"Perubahan ini terlihat sepele tapi sangat mengubah subtansi karena awalnya yang akan diatur lebih lanjut dalam PP (Peraturan Pemerintah) adalah implementasi dari ketersediaan prasarana, sarana dan utilitas umum," tambahnya.
Berdasarkan penelusuran CNNIndonesia.com, ada perubahan bunyi soal syarat perjanjian pendahuluan jual beli perumahan di Pasal 42 ayat (3) Ciptaker.
Pada draf Omnibus Law Ciptaker yang disahkan di Rapat Paripurna DPR, syarat perjanjian jual beli yang diatur dalam PP ialah "ketersediaan prasarana, sarana, dan utilitas umum" (huruf d).
Sementara, pada naskah Omnibus Law Ciptaker yang sudah diserahkan kepada Istana dengan 1187 halaman, syarat perjanjian jual beli yang diatur dalam PP ialah "keterbangunan perumahan paling sedikit 20%" (huruf e).
Suryadi melanjutkan bahwa perubahan pasal ini memperlihatkan bahwa angka keterbangunan perumahan sebesar 20 persen menjadi perhatian khusus sebab akan diatur lebih lanjut dalam PP.
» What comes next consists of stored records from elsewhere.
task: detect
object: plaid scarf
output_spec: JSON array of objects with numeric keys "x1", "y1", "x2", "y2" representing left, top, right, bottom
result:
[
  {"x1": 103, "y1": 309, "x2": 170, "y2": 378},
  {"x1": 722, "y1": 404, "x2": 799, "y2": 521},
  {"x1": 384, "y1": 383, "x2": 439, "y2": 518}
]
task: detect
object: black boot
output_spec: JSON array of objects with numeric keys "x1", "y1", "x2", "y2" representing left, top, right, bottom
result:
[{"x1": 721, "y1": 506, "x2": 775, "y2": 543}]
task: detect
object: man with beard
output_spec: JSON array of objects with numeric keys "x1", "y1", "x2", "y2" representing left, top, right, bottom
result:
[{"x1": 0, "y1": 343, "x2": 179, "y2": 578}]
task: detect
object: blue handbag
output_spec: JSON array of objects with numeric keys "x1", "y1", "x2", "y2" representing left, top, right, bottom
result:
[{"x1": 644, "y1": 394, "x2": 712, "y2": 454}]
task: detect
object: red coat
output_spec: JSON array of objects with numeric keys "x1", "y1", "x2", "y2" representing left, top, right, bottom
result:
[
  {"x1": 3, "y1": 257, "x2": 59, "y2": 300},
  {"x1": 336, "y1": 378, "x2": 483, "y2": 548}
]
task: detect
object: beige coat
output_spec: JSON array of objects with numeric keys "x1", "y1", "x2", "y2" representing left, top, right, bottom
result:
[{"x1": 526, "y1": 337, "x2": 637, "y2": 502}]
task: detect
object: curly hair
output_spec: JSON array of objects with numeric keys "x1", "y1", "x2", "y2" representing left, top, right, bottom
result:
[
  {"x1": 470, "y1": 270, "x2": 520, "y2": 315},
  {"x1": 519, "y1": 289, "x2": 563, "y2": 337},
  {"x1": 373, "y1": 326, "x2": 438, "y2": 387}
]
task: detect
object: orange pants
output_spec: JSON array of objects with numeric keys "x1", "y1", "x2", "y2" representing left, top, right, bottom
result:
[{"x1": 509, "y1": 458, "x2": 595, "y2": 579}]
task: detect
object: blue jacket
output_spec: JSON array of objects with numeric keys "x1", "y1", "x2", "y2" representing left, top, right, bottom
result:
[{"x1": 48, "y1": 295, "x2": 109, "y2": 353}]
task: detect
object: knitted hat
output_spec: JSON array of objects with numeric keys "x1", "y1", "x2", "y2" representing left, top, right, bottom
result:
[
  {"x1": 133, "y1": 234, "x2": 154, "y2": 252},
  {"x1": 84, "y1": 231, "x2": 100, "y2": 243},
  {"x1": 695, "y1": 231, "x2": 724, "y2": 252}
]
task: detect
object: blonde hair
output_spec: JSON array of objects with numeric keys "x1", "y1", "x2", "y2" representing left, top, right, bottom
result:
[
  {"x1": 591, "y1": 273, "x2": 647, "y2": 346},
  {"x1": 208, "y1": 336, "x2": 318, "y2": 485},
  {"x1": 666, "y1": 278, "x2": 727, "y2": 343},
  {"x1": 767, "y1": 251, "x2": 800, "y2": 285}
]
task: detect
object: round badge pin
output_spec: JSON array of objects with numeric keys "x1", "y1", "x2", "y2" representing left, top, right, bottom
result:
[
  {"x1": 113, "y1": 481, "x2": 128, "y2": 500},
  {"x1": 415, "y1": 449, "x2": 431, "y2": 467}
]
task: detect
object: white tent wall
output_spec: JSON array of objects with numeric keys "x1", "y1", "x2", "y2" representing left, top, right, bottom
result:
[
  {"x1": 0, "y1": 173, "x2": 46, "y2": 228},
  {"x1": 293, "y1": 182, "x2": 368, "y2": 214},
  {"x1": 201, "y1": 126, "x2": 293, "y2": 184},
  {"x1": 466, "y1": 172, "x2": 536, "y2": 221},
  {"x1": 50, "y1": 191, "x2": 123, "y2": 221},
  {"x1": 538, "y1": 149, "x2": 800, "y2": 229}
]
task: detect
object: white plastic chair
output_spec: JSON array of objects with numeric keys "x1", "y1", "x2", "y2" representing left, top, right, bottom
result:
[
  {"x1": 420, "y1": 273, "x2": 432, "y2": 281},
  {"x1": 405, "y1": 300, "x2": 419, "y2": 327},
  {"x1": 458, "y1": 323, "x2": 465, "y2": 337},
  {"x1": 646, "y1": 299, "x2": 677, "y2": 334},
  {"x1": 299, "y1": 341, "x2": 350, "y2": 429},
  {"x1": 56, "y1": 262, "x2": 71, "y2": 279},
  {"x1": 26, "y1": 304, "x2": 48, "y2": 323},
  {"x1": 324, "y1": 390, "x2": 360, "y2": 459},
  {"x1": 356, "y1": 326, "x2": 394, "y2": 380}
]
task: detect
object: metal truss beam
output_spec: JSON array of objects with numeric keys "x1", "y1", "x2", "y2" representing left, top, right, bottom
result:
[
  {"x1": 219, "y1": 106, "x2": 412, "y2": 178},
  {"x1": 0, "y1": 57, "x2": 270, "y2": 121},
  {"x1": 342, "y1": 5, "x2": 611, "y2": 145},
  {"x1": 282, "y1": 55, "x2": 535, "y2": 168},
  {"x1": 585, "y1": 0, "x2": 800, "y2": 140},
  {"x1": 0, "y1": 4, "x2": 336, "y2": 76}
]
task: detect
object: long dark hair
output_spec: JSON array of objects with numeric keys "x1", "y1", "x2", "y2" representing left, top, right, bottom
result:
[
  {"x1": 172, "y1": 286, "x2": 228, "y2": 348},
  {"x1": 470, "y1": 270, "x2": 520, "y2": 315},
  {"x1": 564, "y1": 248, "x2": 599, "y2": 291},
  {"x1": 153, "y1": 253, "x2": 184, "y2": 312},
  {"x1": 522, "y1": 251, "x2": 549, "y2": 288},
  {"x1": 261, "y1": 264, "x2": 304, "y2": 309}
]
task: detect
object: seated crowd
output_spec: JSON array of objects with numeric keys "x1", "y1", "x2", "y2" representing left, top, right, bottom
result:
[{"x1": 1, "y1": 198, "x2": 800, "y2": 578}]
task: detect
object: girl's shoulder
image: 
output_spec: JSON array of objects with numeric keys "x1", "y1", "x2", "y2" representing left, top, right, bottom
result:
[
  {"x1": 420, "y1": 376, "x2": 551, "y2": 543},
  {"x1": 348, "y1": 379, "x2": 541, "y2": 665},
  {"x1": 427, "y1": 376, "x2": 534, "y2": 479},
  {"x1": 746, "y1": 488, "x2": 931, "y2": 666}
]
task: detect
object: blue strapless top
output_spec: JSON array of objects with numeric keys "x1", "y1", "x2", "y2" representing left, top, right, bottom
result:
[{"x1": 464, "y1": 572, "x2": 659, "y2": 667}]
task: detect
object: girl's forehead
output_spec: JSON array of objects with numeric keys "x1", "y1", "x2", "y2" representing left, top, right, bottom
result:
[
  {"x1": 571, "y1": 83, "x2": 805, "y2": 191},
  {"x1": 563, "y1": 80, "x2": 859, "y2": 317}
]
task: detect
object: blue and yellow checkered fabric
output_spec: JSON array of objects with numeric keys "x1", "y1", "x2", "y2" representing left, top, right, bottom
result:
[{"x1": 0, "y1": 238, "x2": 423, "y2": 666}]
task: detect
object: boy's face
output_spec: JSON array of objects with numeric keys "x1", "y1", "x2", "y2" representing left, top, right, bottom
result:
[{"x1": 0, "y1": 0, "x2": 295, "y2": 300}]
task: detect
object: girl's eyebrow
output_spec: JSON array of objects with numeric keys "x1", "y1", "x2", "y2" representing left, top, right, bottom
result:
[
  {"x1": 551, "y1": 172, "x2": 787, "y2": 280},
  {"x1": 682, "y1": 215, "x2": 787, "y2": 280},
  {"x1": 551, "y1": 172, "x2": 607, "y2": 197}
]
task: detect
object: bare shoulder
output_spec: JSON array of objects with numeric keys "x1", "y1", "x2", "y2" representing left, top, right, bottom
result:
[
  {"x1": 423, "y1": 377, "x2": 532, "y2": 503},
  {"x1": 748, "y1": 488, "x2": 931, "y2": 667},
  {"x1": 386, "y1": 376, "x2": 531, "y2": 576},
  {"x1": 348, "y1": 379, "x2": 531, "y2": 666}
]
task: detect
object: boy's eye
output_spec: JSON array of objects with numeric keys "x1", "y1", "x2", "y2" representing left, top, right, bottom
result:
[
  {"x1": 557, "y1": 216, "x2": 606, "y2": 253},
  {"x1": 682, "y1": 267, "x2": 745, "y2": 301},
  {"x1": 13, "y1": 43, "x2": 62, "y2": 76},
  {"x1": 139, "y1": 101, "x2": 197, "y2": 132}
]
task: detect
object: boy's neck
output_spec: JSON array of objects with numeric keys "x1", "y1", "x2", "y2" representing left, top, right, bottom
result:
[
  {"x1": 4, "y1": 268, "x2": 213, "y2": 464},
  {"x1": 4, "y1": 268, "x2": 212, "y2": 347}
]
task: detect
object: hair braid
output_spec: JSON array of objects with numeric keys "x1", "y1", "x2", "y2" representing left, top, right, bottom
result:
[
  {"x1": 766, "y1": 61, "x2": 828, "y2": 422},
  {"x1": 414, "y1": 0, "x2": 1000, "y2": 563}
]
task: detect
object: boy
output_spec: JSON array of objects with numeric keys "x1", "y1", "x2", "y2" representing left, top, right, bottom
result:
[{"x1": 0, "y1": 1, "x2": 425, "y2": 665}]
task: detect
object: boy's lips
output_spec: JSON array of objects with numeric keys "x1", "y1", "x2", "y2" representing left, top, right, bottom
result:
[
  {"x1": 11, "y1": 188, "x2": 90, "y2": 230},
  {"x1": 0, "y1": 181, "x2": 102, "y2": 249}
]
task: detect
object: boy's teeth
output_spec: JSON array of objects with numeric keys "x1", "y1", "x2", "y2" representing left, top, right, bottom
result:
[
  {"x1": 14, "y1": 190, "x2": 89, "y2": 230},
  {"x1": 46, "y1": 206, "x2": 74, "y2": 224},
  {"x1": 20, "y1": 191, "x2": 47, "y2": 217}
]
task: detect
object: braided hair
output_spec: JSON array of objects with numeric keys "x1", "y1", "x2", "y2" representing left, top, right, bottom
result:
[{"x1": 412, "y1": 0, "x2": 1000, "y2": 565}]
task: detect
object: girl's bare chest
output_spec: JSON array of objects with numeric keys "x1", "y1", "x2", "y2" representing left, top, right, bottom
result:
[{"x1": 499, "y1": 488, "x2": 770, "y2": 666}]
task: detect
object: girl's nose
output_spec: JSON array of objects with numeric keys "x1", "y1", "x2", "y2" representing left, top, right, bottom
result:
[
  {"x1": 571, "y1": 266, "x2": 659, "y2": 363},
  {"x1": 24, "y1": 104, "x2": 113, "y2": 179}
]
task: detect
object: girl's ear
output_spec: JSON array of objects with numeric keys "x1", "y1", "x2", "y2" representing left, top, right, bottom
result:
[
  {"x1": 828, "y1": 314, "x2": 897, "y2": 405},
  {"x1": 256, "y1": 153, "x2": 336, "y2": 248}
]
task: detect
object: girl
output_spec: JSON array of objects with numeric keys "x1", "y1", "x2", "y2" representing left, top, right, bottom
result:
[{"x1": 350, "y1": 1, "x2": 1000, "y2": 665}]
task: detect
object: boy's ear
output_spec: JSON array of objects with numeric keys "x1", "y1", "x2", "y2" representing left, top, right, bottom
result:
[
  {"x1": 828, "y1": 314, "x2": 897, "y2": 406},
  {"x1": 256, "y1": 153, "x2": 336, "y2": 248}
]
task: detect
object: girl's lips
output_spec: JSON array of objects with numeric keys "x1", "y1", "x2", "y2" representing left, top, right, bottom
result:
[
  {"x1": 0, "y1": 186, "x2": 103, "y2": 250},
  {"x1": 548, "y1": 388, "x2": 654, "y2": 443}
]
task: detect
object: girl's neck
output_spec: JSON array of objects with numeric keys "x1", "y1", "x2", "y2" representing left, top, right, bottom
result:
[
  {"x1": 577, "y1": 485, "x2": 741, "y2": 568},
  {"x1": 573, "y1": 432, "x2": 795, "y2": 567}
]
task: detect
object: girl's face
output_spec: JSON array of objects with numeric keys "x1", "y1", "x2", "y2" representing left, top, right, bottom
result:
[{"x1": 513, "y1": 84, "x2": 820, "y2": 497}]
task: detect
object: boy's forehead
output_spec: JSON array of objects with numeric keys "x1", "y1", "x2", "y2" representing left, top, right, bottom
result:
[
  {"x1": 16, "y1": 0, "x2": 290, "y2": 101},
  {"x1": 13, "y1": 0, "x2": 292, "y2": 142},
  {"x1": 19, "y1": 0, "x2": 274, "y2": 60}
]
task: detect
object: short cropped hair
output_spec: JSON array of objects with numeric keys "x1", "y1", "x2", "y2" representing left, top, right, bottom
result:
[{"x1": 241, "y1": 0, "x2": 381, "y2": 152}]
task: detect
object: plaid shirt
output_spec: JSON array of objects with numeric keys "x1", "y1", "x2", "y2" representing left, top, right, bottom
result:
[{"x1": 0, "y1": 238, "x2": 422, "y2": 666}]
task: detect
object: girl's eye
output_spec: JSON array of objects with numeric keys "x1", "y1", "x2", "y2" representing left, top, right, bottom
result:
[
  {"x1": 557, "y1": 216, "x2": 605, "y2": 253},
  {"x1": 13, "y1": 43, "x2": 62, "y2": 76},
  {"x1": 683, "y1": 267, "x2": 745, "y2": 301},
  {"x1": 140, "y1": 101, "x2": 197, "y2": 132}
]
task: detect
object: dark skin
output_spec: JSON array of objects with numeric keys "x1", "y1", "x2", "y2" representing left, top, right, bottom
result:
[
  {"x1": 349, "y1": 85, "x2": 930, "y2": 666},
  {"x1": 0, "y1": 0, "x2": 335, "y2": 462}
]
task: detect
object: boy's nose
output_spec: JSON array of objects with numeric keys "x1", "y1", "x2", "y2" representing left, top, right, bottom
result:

"Apalagi pada awal draft RUU Cipta Kerja persentase keterbangunan ini sempat akan dihilangkan namun telah diperjuangkan oleh FPKS untuk dipertahankan sebagai bagian terhadap perlindungan konsumen," tandas dia.
Sebelumnya, Menteri Sekretaris Negara Pratikno mengklaim tidak ada perubahan substansi dari UU Cipta Kerja yang disahkan DPR dan diserahkan ke Istana.
Meskipun, ada perubahan jumlah halaman dari 812 menjadi 1.187 halaman.